JONES: We see a lot of companies that want to put in a software system, but the feeling is “You’ve got to make the finance guys happy,” or “You’ve got to make the operations guys happy.” It seems there’s a natural supposition that the ERP system can’t make everyone happy. I don’t believe this to be true.

I believe that a well-integrated system is going to use all the same data, and it’s going to use it maybe in a little bit different form, but it’s all the same stuff. So, if there are yields, there are variances, and the finance people need to have that information. The engineer needs to know how many parts he or she lost, and what the bin-outs are. One shouldn’t have to satisfy one team at the expense the others.

Now, that being said, if you only put in one piece of software, and you put in an ERP package, then the finance guy is going to be happy because he’ll do his payables and receivables, but the operations guy is not going to be happy. The finance guy will say “Look, you’ve got a whole manufacturing module over here.” But the operations guy says “Yes, but I can’t use it.” So assuming that you put software in that is designed properly, there’s no need to make one side happy over another.

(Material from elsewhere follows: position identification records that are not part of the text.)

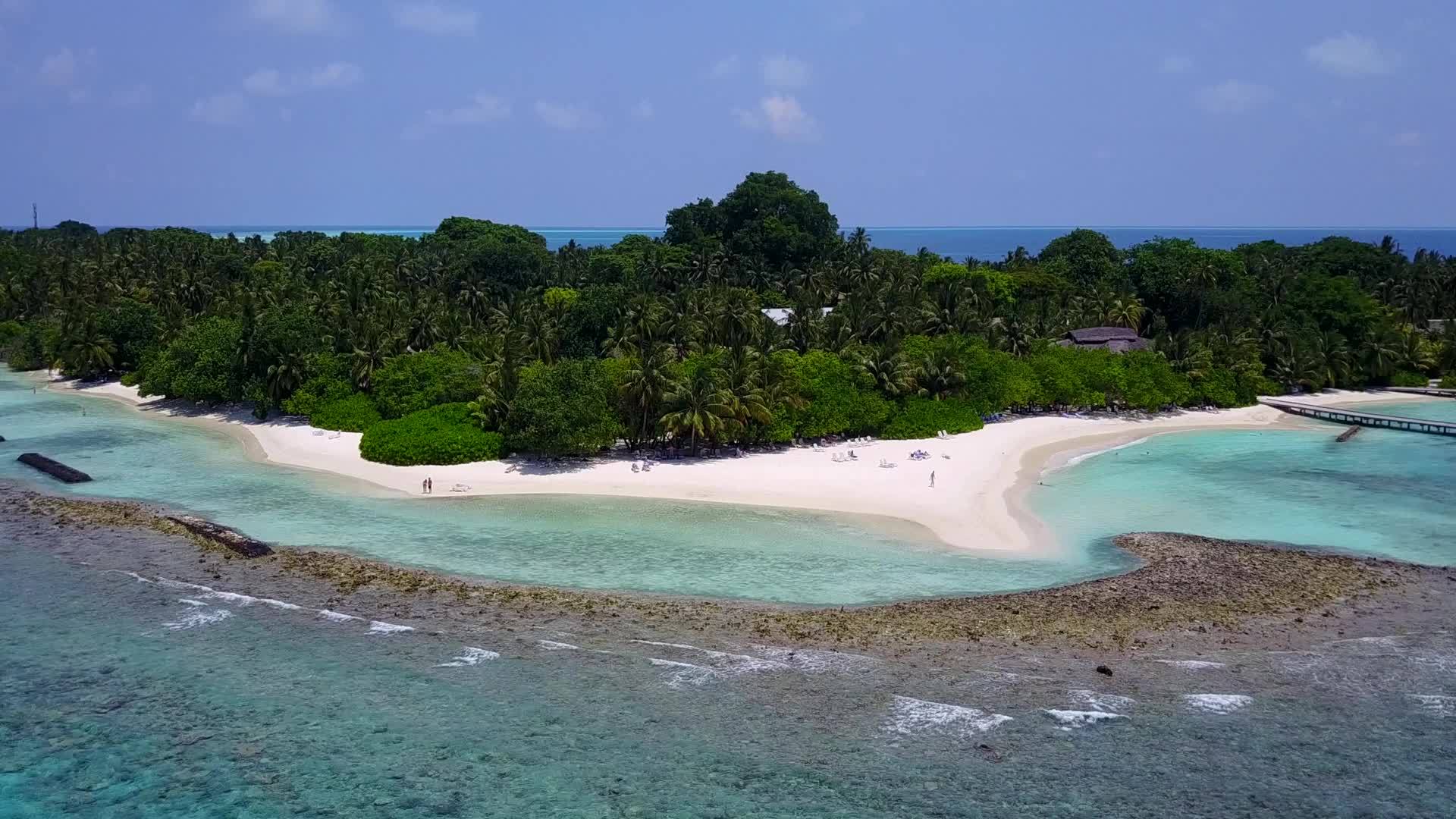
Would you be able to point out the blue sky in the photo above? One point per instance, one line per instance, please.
(1324, 112)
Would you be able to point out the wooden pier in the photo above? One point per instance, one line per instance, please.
(1351, 417)
(1436, 391)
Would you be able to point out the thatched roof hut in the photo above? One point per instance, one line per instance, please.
(1114, 338)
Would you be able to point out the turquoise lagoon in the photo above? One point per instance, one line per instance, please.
(1382, 493)
(137, 700)
(118, 700)
(595, 542)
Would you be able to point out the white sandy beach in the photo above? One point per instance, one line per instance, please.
(976, 502)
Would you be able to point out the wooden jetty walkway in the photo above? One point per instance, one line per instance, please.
(1435, 391)
(1351, 417)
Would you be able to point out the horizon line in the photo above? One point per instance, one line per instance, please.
(632, 228)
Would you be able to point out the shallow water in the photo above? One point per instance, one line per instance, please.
(596, 542)
(1382, 493)
(134, 700)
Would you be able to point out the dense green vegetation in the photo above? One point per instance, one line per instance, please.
(476, 338)
(440, 435)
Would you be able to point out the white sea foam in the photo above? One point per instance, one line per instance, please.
(471, 656)
(1101, 701)
(181, 585)
(1076, 460)
(197, 618)
(727, 662)
(1081, 719)
(811, 661)
(232, 598)
(381, 627)
(918, 717)
(1218, 703)
(1439, 704)
(683, 673)
(1193, 665)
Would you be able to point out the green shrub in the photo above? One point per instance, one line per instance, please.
(1219, 388)
(1407, 378)
(27, 349)
(351, 414)
(199, 365)
(564, 409)
(922, 417)
(437, 436)
(417, 381)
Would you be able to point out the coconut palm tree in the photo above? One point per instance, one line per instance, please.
(892, 373)
(647, 384)
(698, 409)
(938, 376)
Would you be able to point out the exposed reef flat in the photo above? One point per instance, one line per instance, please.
(1191, 594)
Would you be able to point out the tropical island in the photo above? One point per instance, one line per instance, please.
(750, 325)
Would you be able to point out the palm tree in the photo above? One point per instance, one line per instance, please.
(1414, 352)
(699, 409)
(1331, 357)
(286, 375)
(892, 375)
(86, 353)
(1379, 353)
(938, 376)
(647, 384)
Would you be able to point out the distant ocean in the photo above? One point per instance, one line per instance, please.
(987, 243)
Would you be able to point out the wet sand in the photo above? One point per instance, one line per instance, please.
(1193, 596)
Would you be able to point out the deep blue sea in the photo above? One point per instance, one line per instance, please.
(986, 243)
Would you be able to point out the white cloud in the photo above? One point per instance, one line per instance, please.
(482, 108)
(726, 67)
(60, 69)
(297, 17)
(1348, 55)
(783, 117)
(221, 110)
(433, 18)
(1175, 64)
(785, 72)
(565, 117)
(335, 74)
(270, 82)
(1232, 96)
(131, 96)
(265, 82)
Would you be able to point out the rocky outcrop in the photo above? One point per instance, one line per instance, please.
(55, 468)
(231, 538)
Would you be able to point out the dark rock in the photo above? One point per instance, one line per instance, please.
(231, 538)
(55, 468)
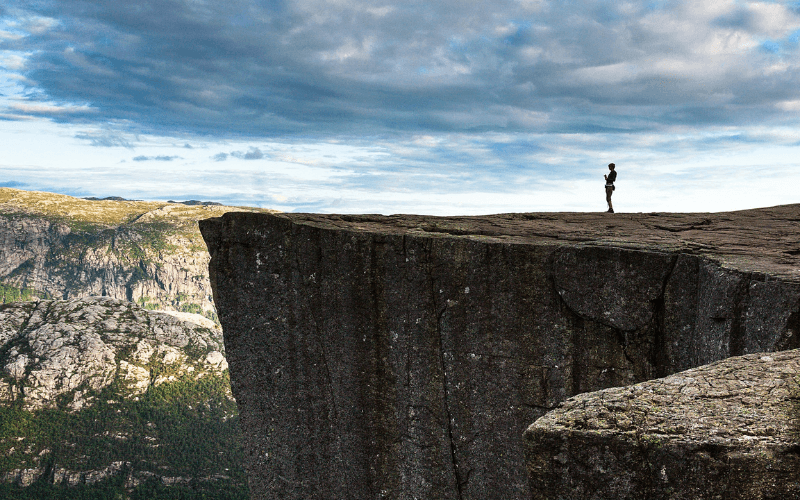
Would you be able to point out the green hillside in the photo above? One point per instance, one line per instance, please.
(105, 397)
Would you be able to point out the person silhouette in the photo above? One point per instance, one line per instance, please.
(610, 178)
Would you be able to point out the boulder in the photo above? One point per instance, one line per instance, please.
(404, 356)
(728, 430)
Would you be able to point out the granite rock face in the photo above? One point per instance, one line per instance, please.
(729, 430)
(62, 247)
(77, 385)
(403, 357)
(68, 348)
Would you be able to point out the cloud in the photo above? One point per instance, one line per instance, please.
(105, 139)
(156, 158)
(251, 154)
(355, 68)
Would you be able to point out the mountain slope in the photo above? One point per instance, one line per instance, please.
(151, 253)
(98, 389)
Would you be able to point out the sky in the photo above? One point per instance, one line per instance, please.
(441, 107)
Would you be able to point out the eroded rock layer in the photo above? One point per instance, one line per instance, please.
(728, 430)
(404, 356)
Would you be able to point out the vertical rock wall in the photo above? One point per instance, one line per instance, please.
(373, 364)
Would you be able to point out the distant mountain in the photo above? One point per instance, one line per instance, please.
(150, 253)
(102, 396)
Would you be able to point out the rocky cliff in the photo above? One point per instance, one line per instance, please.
(61, 247)
(728, 430)
(404, 356)
(95, 388)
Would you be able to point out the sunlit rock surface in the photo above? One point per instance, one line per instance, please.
(728, 430)
(404, 356)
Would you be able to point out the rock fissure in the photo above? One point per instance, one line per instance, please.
(492, 321)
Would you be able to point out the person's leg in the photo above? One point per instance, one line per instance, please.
(609, 191)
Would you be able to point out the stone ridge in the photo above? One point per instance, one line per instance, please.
(728, 430)
(761, 240)
(403, 357)
(73, 348)
(151, 253)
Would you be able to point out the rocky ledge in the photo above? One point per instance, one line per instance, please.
(96, 387)
(403, 357)
(66, 349)
(728, 430)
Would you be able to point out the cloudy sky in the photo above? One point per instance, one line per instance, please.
(418, 106)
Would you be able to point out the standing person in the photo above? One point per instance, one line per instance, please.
(610, 178)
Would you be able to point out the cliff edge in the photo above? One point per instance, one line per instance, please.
(404, 356)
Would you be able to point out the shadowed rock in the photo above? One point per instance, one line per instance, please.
(404, 356)
(728, 430)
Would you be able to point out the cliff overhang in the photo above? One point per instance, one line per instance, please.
(404, 356)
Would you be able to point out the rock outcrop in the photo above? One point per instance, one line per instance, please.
(96, 387)
(404, 356)
(51, 350)
(62, 247)
(728, 430)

When problems arise, it’s usually because system selection is put under finance or operations, for instance, and they sort of selfishly say “Well, I’m going to choose a system that does what I need, and bag the other departments.” The solution to this is to choose a senior person who can really take the broad look. He or she drives the program, and he makes sure that the requirements that meet the most needs are addressed. Sometimes he will have to say “No.” This person needs to weigh all the requests, seeing the needs of the many or the biggest bang for the buck, and prioritize those needs over the one-off jobs that don’t make that much difference in the total scheme of things.

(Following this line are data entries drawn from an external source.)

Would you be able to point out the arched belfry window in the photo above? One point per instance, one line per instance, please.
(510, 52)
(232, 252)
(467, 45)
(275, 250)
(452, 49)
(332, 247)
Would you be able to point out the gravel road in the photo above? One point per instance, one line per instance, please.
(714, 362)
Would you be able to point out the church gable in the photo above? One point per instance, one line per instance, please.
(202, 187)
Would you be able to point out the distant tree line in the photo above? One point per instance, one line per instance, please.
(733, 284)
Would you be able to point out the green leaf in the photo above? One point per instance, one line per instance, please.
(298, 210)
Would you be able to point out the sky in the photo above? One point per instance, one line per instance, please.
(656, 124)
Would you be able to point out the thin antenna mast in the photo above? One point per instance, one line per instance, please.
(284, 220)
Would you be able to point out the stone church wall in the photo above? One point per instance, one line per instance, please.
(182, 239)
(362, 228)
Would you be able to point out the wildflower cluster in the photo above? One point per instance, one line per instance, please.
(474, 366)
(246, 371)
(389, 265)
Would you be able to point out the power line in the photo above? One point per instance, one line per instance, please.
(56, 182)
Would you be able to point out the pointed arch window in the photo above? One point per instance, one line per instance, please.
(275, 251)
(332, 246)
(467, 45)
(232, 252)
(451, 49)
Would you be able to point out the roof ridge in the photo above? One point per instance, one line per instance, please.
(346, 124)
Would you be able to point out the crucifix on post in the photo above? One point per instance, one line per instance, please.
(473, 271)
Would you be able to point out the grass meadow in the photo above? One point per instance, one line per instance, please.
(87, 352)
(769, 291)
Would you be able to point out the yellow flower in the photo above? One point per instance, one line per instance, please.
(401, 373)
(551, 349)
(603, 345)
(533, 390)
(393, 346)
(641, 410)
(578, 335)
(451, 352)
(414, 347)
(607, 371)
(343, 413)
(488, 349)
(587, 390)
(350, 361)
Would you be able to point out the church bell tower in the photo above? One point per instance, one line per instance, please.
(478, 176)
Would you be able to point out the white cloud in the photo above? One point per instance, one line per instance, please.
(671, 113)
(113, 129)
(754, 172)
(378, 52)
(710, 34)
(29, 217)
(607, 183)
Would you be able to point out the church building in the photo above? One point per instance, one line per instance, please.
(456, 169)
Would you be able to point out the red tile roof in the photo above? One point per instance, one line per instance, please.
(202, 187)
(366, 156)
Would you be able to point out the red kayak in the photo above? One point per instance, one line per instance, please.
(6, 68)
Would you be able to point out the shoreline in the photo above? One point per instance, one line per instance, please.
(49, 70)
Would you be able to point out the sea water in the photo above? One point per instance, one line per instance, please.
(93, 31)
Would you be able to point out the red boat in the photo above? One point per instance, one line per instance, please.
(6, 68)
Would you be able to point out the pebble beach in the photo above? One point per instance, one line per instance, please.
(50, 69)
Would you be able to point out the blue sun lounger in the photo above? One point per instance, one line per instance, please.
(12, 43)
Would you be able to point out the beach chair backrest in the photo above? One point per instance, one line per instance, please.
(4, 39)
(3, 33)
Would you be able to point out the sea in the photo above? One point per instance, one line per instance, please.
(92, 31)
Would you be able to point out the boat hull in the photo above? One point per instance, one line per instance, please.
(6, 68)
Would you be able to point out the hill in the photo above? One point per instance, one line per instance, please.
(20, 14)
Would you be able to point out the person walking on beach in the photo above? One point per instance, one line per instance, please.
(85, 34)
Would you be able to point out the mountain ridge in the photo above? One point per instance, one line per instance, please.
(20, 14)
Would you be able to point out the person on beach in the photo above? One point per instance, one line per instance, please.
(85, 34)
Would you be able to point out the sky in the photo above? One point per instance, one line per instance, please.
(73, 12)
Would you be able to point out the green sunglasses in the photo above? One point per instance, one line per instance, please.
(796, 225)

MURRAY: How long have you known the Tensoft team, and how did you first meet them?
JONES: I was first introduced to Tensoft in 2001. They had been doing Microsoft Dynamics GP implementations, not just for fabless companies, but for a variety of companies. So they were a top-flight G.P. implementer, but they really wanted to get into the fabless niche. They got the message, early-on, that the Microsoft Dynamics GP manufacturing module didn’t work for the fabless folks. With this knowledge, they said “OK. What does it take for us to be able to write some software that’s not just stand-alone, but can integrate with G.P. to deliver to customers something that satisfies their needs — not only in finance — but also in operations… out of the box?”

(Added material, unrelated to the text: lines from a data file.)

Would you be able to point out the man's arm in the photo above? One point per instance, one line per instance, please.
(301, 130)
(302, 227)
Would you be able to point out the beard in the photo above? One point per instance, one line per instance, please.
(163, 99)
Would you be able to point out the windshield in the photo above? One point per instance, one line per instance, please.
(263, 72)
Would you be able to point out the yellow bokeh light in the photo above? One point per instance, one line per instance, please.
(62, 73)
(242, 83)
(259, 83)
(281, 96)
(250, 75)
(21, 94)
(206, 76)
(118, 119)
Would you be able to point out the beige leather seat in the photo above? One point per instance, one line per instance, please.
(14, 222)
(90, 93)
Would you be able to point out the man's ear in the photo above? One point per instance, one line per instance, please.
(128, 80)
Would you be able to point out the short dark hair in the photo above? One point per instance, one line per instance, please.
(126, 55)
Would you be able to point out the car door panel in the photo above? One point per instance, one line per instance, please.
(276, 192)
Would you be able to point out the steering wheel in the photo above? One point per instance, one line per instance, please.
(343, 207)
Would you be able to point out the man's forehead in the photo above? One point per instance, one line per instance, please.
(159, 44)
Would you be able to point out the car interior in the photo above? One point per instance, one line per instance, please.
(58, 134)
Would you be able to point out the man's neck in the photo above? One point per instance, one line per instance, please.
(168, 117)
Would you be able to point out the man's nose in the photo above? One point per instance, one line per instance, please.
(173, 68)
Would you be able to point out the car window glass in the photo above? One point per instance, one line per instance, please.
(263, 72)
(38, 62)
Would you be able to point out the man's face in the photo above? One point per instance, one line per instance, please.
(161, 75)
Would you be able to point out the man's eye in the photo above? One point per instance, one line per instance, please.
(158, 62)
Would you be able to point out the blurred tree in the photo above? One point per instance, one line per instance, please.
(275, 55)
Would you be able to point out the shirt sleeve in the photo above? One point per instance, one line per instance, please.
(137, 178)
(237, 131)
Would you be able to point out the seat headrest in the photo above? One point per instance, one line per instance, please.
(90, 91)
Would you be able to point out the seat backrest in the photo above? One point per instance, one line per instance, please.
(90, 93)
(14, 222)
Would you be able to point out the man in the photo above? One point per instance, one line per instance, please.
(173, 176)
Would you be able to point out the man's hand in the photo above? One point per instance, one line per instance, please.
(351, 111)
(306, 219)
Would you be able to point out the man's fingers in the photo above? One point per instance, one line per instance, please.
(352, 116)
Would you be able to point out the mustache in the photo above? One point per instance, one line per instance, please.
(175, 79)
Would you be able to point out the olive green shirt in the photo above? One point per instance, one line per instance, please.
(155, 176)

In the early days, the Tensoft folks’ experience was primarily in discrete manufacturing. We worked with them and advised them, and they caught on to the fabless industry’s needs at an amazingly fast rate. Over the years, they have built on that base to create their Fabless Semiconductor Manufacturing (FSM) package. It really is a very functional set of software that has been written from the ground up to implement with Microsoft Dynamics GP.

I believe the Tensoft folks have a grip on what it takes to do this. They’ve used this information to write the software, and they have the team in place to install the software in a timely fashion to make their customers happy.

MURRAY: Thanks, Ron, for an interesting conversation.